Father Robert Taft, SJ, gave me another light bulb moment in reading his article on the Eastern and Orthodox Divine Liturgy when he wrote: "But liturgy is not ceremonial. It is prayer. And so these ceremonies are the ritual expression of a text."
The light bulb moment would not have happened for me if not for Pope Benedict's broad permission to celebrate the Tridentine Mass also known as the Extraordinary Form.
That liturgy which is offered by the priest in soft tones and many inaudible prayers, but prayer nevertheless, does precisely what Fr. Taft describes in the ceremonies of the Eastern Rite's Divine Liturgy, "ceremonies that are the ritual expression of a text!"
We don't use ceremonies in the Ordinary Form of the Mass as a ritual expression of a text to the extent that we do in the Extraordinary Form where movements are more scrupulously choreographed and signs of the cross more frequent during the recitation of prayer.
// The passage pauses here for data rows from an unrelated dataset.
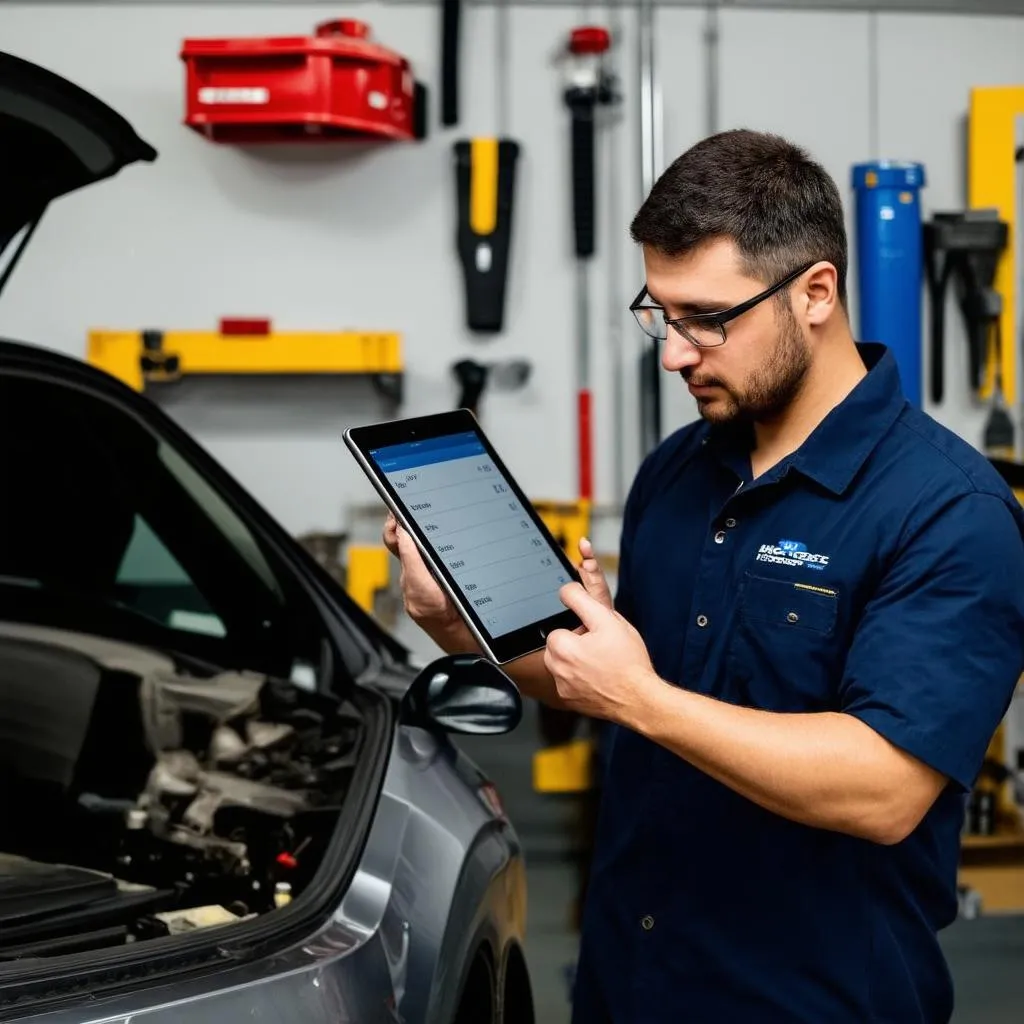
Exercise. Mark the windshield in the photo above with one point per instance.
(107, 526)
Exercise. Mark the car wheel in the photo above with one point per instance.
(478, 1004)
(518, 1003)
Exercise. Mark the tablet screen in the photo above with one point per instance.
(468, 513)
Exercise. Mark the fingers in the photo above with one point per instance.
(389, 534)
(591, 611)
(591, 574)
(412, 561)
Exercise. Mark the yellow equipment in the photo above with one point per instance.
(140, 357)
(992, 184)
(368, 573)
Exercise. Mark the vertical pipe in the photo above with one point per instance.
(614, 288)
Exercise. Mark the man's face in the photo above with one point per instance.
(762, 366)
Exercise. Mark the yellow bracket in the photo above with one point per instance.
(992, 184)
(566, 768)
(367, 573)
(138, 357)
(568, 521)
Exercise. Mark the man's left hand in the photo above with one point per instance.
(601, 672)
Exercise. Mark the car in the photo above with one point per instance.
(227, 794)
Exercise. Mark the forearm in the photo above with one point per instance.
(826, 770)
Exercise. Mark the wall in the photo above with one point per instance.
(364, 238)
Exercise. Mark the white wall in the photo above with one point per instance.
(328, 239)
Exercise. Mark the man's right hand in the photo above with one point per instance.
(425, 602)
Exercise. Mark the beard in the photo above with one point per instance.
(767, 390)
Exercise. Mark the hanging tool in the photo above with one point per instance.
(485, 171)
(451, 31)
(966, 247)
(588, 84)
(474, 377)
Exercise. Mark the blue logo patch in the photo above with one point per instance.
(791, 546)
(793, 553)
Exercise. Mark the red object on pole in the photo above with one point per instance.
(332, 85)
(586, 450)
(590, 39)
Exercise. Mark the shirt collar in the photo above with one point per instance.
(841, 443)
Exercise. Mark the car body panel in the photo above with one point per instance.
(439, 879)
(436, 862)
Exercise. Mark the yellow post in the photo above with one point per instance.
(992, 184)
(367, 573)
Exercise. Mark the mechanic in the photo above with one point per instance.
(818, 626)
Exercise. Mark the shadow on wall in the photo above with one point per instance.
(321, 179)
(250, 407)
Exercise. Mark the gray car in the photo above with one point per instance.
(226, 794)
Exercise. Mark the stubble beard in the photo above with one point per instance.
(769, 389)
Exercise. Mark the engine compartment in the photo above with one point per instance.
(140, 800)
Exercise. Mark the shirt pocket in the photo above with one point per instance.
(785, 652)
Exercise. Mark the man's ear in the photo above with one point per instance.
(820, 293)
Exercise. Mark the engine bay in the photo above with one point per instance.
(142, 800)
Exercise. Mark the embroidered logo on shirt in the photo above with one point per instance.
(792, 553)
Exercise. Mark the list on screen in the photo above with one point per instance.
(477, 527)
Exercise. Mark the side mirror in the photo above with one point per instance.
(463, 693)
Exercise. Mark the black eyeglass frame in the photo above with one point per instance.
(719, 318)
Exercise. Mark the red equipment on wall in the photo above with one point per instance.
(334, 85)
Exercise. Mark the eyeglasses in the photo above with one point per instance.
(702, 330)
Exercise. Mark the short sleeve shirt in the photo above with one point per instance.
(879, 572)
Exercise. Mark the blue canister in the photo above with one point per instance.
(890, 263)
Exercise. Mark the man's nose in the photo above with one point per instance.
(678, 353)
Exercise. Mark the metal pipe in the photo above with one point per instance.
(614, 287)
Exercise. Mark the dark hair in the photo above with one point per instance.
(777, 205)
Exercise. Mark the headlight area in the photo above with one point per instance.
(158, 820)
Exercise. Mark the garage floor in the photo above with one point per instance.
(986, 955)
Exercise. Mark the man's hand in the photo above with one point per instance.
(425, 602)
(601, 671)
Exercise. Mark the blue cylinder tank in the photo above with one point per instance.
(890, 263)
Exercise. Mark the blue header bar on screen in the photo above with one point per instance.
(414, 454)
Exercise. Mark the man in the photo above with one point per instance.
(818, 626)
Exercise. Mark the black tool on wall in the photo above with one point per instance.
(474, 378)
(965, 247)
(451, 31)
(589, 85)
(485, 174)
(485, 170)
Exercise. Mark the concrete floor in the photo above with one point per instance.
(986, 955)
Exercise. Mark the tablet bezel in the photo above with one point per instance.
(361, 440)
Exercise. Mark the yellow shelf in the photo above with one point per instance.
(140, 357)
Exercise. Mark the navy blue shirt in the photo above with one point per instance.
(878, 571)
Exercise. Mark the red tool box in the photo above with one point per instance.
(336, 84)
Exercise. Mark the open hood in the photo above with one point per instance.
(55, 137)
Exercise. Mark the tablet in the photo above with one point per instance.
(478, 534)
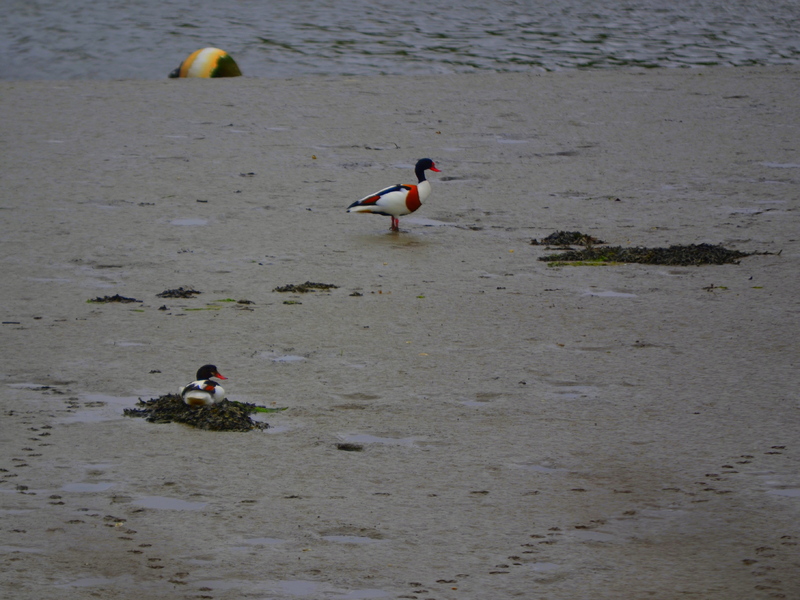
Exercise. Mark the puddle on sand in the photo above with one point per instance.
(87, 487)
(351, 539)
(190, 222)
(363, 438)
(106, 408)
(544, 567)
(12, 549)
(790, 492)
(607, 294)
(577, 391)
(87, 582)
(162, 503)
(263, 541)
(297, 587)
(594, 536)
(539, 468)
(288, 359)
Let me give but two examples from the Extraordinary Form Solemn Sung Mass for the Annunciation of the Blessed Virgin Mary this past Monday:
1. At Monday night's EF Mass for the Annunciation of the Blessed Virgin Mary, the Roman Canon as usual was prayed in a low voice. However, the choir sang a rather lenghty Sanctus/Benedictus (the two separated). So as the choir sang the Sanctus, I recited it and began to quietly pray the Roman Canon, the people were kneeling. Even with my back to the people, they could see my ritual action giving expression to the text they could not hear.
The Sanctus was finished as I began the Hanc Igitur. The bells were rung, the profound bows of the priest at both consecrations, the double genuflections, the ringing of the bells at each consecration, once for the first genuflection, three times for the high elevation, and once again for the second genuflection were all ritual actions giving expression to the consecration narrative or text which was prayed quietly! That's liturgy!
2. Then the Benedictus was sung as I prayed the remainder of the canon. Of course there are numerous signs of the cross over the consecrated Species which are ritual actions that give expression to actual words of praise being heaped upon God as I asked God to accept the Sacrifice in praise of Jesus Christ present who is the Sacrificial Victim. Even though the choir was singing the Benedictus as I quietly prayed the Roman Canon, the actions of the priest gave voice and expression to the texts.That's Liturgy! However, even if there had been no music overlay of the Roman Canon by the choir, the Roman Canon would nonetheless have been prayed in low voice and thus the ceremonial actions of the priest still give "ritual expression to the text!" How cool is that?
The Ordinary Form Mass is too sterile and wordy, too verbal! And this critique has been offered about it since the 1970's for I recall that critique but did not fully understand until now what that critique actually meant. We have much to learn not just from the Eastern Rite and Orthodox expression of Liturgy but from our own organic development of Liturgy that has its apex in the Extraordinary Form. That doesn't mean returning exclusively to the EF but it does mean allowing the EF to seriously impact the way the OF is today celebrated to liberate it from its banality, sterility and verbosity.